Every medical condition has its mimics, borderland, and chameleons (Smith, 2012). But for epilepsy, where the diagnosis is largely clinical and the consequences of misdiagnosis are so serious, conditions that simulate or overlap with epilepsy assume great importance. The mimics of epilepsy—principally syncope and psychogenic attacks—are well known to epileptologists, and their clinical distinguishing features are well rehearsed. Within the list of mimics are those conditions at the borderland of epilepsy, truly overlapping and often responding to antiepileptic medications. The best examples are the startle syndromes, parasomnias, and migralepsy, but also perhaps cataplexy, tonic spasms of multiple sclerosis, central pain syndromes, and even panic disorder. Finally, there are the “chameleons”--disorders in disguise—which for epilepsy includes situations such as frontal lobe seizures mimicking nonepileptic attacks or transient epileptic amnesia, first mislabeled as its “global” cousin.
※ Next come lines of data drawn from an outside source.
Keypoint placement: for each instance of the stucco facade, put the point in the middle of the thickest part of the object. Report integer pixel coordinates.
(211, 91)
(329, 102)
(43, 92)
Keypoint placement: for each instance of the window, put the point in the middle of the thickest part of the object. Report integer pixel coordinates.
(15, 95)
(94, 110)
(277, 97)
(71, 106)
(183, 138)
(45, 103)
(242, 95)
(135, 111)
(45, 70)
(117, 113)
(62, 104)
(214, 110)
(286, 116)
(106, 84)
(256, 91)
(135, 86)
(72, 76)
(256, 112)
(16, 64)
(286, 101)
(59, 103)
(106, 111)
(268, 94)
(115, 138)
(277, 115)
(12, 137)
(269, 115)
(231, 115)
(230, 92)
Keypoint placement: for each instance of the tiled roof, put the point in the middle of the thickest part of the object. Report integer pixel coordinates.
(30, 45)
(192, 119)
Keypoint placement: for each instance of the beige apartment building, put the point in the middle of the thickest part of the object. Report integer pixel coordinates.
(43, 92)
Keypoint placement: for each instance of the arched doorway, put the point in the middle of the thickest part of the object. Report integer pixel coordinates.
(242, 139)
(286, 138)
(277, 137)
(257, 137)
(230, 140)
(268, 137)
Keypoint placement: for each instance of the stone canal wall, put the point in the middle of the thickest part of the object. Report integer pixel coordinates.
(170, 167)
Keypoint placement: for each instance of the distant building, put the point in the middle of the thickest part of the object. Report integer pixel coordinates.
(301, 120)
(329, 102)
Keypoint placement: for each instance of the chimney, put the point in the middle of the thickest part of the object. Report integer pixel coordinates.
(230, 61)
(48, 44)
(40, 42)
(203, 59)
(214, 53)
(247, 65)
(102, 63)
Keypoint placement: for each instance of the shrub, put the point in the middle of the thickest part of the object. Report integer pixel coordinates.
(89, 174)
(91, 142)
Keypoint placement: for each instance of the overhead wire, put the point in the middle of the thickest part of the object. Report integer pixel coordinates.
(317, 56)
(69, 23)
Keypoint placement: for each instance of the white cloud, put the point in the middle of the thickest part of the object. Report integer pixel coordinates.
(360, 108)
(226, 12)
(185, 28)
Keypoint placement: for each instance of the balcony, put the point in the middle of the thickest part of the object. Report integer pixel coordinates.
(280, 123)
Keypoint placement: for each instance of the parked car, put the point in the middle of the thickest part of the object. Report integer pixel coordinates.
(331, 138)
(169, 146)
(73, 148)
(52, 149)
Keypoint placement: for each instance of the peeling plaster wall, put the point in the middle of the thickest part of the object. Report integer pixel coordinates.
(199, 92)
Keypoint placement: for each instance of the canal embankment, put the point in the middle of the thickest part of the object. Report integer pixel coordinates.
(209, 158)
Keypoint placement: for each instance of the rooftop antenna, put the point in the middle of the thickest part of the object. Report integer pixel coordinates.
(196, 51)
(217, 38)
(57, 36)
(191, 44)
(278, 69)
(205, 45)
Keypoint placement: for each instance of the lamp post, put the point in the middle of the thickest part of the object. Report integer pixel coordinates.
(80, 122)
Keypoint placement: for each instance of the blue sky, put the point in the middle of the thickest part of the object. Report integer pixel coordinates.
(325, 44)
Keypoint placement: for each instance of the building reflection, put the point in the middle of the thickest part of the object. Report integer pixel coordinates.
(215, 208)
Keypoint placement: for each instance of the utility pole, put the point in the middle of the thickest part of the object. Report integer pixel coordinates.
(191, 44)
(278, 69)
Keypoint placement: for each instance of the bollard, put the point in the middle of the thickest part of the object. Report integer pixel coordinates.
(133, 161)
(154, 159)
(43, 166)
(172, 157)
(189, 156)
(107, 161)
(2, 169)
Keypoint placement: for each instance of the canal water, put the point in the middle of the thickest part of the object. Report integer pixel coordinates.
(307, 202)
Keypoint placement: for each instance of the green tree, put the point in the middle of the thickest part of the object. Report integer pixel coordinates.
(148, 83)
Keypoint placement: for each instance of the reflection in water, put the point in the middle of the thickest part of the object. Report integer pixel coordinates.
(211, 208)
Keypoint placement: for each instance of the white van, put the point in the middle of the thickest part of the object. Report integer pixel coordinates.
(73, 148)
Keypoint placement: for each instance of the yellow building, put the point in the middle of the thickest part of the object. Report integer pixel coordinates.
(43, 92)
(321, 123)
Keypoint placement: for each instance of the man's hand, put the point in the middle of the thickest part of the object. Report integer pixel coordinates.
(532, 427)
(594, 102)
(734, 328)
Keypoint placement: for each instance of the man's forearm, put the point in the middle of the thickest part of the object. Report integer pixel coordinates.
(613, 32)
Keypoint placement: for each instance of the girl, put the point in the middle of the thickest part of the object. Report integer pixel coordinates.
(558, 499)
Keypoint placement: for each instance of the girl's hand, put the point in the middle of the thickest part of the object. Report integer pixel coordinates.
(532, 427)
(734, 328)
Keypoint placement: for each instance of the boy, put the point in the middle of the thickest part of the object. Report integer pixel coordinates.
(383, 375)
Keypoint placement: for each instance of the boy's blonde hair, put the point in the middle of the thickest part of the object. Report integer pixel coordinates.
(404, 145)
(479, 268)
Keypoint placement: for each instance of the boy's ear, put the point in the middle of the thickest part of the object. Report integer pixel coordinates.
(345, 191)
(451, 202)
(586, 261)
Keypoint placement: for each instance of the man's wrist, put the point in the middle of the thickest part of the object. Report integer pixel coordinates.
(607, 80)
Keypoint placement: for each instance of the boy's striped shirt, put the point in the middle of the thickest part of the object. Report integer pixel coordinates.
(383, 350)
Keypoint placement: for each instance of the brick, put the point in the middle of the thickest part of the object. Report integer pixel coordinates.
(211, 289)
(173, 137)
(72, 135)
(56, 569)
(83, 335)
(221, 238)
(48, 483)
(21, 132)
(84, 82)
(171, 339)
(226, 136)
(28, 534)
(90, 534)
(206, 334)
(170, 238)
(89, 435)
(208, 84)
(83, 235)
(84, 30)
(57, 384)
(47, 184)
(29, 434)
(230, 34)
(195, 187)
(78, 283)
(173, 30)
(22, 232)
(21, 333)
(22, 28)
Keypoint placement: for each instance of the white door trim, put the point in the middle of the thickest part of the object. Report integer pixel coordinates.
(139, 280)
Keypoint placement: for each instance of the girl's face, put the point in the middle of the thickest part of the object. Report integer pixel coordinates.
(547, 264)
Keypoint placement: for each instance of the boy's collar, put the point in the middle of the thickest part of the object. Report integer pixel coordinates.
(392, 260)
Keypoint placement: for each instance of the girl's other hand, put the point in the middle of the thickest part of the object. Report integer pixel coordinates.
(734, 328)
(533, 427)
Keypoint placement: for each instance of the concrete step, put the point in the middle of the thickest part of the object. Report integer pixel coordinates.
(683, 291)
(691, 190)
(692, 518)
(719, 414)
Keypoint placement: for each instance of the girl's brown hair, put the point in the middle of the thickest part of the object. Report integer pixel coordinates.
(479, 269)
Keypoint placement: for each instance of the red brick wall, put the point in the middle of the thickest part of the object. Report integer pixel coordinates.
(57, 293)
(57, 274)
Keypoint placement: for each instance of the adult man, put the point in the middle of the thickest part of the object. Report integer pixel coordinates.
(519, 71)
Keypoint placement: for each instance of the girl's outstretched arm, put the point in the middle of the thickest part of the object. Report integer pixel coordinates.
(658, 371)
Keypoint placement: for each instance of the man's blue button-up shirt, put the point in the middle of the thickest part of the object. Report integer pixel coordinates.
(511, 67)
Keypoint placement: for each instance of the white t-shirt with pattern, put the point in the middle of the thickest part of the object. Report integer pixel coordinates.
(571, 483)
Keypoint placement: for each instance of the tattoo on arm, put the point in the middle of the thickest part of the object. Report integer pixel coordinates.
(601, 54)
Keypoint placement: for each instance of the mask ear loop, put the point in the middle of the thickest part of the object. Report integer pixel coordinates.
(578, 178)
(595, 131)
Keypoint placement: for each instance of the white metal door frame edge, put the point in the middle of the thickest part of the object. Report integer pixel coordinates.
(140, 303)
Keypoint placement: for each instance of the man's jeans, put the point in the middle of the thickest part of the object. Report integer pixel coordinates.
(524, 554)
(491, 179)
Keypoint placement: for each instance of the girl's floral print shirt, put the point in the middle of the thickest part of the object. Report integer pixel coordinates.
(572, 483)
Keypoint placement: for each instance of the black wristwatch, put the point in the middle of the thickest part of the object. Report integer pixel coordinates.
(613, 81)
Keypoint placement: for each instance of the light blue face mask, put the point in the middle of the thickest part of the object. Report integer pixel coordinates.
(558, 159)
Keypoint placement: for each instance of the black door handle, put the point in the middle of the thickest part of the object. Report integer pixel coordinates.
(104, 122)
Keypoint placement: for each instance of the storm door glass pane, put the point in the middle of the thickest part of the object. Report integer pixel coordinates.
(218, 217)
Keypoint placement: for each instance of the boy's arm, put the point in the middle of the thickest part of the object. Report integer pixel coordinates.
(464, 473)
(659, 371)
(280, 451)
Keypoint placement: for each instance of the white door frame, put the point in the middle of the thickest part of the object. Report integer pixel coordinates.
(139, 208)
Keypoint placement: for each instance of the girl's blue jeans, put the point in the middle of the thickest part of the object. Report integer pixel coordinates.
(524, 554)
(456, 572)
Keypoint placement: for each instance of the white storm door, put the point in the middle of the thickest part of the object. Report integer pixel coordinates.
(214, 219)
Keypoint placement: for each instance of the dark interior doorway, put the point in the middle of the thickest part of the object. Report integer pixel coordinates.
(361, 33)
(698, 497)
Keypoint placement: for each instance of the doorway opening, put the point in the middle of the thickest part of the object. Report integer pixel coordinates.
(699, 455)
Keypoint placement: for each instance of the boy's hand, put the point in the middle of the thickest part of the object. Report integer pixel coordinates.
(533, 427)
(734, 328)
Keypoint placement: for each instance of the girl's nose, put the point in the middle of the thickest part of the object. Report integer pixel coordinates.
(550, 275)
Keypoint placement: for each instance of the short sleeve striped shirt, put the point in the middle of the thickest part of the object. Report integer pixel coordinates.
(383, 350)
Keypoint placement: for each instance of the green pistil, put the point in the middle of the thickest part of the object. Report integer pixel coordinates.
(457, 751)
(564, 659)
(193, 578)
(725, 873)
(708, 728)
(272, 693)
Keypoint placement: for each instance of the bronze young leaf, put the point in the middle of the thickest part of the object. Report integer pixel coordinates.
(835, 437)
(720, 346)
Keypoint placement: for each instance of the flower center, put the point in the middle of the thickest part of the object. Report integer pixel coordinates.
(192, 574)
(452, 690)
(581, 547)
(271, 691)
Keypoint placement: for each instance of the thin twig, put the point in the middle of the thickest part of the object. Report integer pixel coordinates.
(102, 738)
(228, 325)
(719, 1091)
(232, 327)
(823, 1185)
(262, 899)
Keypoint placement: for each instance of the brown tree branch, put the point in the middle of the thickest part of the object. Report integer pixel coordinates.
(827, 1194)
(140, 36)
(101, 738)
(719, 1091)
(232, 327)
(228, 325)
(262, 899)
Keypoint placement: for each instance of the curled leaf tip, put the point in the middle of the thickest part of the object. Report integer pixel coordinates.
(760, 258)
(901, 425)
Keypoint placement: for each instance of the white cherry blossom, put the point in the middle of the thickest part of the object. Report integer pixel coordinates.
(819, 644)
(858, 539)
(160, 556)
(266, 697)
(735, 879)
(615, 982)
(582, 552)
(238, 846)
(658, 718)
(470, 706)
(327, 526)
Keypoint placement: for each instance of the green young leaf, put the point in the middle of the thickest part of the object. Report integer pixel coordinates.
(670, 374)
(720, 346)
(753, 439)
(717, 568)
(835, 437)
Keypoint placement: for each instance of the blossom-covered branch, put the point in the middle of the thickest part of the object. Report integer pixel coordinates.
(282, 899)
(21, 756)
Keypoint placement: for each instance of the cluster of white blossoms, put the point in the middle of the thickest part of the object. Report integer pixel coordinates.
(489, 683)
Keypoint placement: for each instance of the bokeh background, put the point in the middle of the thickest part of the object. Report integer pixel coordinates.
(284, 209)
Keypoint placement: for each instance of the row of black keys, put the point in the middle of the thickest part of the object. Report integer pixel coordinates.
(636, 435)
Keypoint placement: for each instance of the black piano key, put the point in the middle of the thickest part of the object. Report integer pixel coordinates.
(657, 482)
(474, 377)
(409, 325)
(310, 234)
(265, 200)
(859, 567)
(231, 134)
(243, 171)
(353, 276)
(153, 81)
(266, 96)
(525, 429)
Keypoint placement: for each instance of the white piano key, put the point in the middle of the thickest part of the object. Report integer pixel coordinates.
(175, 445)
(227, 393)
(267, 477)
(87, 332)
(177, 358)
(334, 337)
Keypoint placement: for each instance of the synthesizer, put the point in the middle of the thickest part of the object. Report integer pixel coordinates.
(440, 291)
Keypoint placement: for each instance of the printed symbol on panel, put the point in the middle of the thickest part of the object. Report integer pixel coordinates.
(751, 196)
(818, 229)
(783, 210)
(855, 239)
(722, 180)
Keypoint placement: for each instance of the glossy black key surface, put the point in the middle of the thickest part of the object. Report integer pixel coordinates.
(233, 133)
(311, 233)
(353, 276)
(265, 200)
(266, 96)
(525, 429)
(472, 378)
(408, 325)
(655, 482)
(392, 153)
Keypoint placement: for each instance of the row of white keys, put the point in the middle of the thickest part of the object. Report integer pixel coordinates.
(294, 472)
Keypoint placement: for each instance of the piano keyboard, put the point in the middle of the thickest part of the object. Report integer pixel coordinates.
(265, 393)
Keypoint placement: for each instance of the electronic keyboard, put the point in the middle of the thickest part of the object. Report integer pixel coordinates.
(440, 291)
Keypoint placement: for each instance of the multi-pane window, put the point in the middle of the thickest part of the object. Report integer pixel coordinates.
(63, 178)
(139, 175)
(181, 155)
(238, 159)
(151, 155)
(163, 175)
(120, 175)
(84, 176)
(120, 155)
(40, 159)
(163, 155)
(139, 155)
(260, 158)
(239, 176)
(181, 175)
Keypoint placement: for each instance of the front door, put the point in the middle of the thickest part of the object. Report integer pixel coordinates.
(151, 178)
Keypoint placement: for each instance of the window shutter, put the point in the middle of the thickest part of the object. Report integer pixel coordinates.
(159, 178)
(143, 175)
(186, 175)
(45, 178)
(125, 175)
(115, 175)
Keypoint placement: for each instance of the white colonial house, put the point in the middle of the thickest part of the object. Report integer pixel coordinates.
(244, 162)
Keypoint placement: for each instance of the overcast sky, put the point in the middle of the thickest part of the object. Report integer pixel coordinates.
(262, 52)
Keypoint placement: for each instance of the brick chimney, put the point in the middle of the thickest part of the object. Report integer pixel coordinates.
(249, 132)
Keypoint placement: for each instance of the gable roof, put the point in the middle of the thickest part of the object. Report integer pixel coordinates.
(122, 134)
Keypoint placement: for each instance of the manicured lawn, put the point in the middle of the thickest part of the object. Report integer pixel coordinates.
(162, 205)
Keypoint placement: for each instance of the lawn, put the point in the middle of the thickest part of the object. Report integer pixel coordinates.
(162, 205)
Sir William Gowers, in his celebrated treatise, “The Border-land of Epilepsy,” was first to distinguish this group. Gowers’ scholarly work has largely stood the test of time (excepting perhaps his inclusion of vertigo), even though he worked without technology to appreciate better the etiologies of those conditions “in the border-land of epilepsy—near it but not of it” (Gowers, 1907; Crompton & Berkovic, 2009). This supplement assembles texts from the Chairs’ symposium of the 10th European Congress on Epileptology, London, September 2012, where Gowers’ text was the foundation upon which to develop the theme of the Borderland of Epilepsy.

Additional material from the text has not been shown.